Export van voertuigwrakken is gebonden aan procedures conform de EG-Verordening 1013/2006 betreffende de overbrenging van afvalstoffen en is enkel toegelaten onder zeer strikte voorwaarden. Deze zijn onder meer afhankelijk van de depollutie van het voertuigwrak en het land van bestemming.

Artikel 3.4.4.2 van VLAREMA bepaalt dat de verwerking van, de met toepassing van de aanvaardingsplicht, ingezamelde afgedankte voertuigen ertoe moet leiden dat:

  • uiterlijk op 1 januari 2006 moet :
    • minimaal 85 % van het gewicht van alle afgedankte voertuigen worden hergebruikt of nuttig toegepast;
    • minimaal 80 % van het gewicht van alle afgedankte voertuigen worden hergebruikt of gerecycleerd;
  • uiterlijk op 1 januari 2015 moet :
    • minimaal 95 % van het gewicht van alle afgedankte voertuigen worden hergebruikt of nuttig toegepast;
    • minimaal 85 % van het gewicht van alle afgedankte voertuigen worden hergebruikt of gerecycleerd.

2.2. Europese wetgeving

De verwerking en recyclage van afgedankte voertuigen wordt op Europees niveau geregeld in de richtlijn 2000/53/EG. De basisfilosofie achter de Europese richtlijn is dat de impact van afgedankte voertuigen op het leefmilieu beperkt moet blijven. Door dit op te leggen aan alle landen van de Europese Unie wordt de goede werking van de interne markt verzekerd en kunnen concurrentiebeperkingen vermeden worden.

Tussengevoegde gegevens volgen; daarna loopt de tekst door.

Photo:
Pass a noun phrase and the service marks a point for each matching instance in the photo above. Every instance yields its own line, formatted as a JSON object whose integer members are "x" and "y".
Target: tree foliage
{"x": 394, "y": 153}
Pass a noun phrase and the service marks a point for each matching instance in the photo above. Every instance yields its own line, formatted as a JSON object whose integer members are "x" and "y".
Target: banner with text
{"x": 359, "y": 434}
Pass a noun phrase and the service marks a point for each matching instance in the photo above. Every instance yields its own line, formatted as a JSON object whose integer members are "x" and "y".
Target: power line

Belangrijke basisprincipes zijn:

  • Preventie – Het ontstaan van afvalstoffen moeten we tot een minimum beperken en vermijden waar mogelijk. De richtlijn legt o.a. beperkingen op in gebruik van bepaalde materialen in de productie van voertuigen.
  • Inzameling en verwerking – De afvalstoffen die niet kunnen worden vermeden, moeten worden ingezameld en optimaal worden verwerkt. De Richtlijn legt op dat alle afgedankte voertuigen moeten worden ingezameld door vergunde verwerkers. De richtlijn legt ook recyclagedoelstellingen en miminumvoorschriften voor verwerking op.
  • Verantwoordelijkheid – Het principe van de vervuiler betaalt past de richtlijn toe door een kostenloze terugnameplicht van afgedankte voertuigen op te leggen. De richtlijn stelt ook een producentenverantwoordelijkheid als mogelijkheid voor de lidstaten.
  • Duurzaamheid –Naar de toekomst toe is het belangrijk om duurzaam met middelen, grondstoffen en materialen om te springen. Dat vergt inspanningen van iedereen die bij deze problematiek betrokken is.

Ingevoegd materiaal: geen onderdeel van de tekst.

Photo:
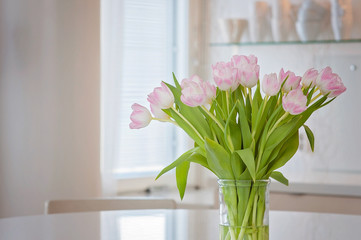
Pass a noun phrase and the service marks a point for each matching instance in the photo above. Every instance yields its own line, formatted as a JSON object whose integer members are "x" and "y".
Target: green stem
{"x": 250, "y": 96}
{"x": 262, "y": 110}
{"x": 247, "y": 214}
{"x": 213, "y": 117}
{"x": 254, "y": 216}
{"x": 227, "y": 102}
{"x": 277, "y": 123}
{"x": 314, "y": 98}
{"x": 166, "y": 120}
{"x": 189, "y": 124}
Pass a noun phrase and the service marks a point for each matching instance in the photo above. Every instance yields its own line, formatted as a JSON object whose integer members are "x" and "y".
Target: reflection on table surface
{"x": 172, "y": 225}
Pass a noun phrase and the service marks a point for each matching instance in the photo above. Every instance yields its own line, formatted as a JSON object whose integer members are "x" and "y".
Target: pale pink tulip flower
{"x": 294, "y": 102}
{"x": 158, "y": 112}
{"x": 211, "y": 92}
{"x": 247, "y": 70}
{"x": 196, "y": 92}
{"x": 140, "y": 117}
{"x": 225, "y": 76}
{"x": 292, "y": 81}
{"x": 330, "y": 83}
{"x": 160, "y": 98}
{"x": 309, "y": 78}
{"x": 271, "y": 84}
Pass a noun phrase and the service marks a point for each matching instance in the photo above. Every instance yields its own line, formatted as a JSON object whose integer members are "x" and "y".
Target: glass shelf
{"x": 225, "y": 44}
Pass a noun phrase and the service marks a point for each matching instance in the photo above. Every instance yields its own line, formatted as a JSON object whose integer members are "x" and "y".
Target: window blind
{"x": 138, "y": 56}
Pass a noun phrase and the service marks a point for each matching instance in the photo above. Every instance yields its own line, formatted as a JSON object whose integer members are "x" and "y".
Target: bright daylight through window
{"x": 139, "y": 50}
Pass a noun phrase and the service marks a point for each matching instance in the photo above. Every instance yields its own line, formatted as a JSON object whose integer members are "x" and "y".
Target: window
{"x": 140, "y": 46}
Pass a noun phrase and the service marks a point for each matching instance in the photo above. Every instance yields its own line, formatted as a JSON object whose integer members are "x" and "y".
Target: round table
{"x": 180, "y": 224}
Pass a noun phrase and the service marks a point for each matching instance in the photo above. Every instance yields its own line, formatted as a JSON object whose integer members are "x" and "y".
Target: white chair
{"x": 107, "y": 204}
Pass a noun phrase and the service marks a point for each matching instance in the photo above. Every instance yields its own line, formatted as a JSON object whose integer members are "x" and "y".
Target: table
{"x": 180, "y": 224}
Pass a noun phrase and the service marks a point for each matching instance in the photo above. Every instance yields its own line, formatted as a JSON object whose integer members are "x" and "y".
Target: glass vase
{"x": 244, "y": 209}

De inzameling en verwerking van afgedankte voertuigen verloopt algemeen de volgende stappen:

3.1. Inzameling

Alle afgedankte voertuigen moeten ingeleverd worden bij een erkend centrum voor het depollueren, ontmantelen en vernietigen van afgedankte voertuigen of bij een door de eindverkoper aangeduid punt van inontvangstname dat zich in de nabijheid bevindt (zie lijst van erkende centra afgedankte voertuigen). De inlevering is gratis als het voertuig alle onderdelen bevat noodzakelijk voor het functioneren van het voertuig en het voertuig geen andere afvalstoffen bevat dan deze die eigen zijn aan het voertuig. Bij inlevering moet het voertuig vergezeld zijn van de boorddocumenten. Dit zijn het inschrijvingsbewijs en het keuringsbewijs.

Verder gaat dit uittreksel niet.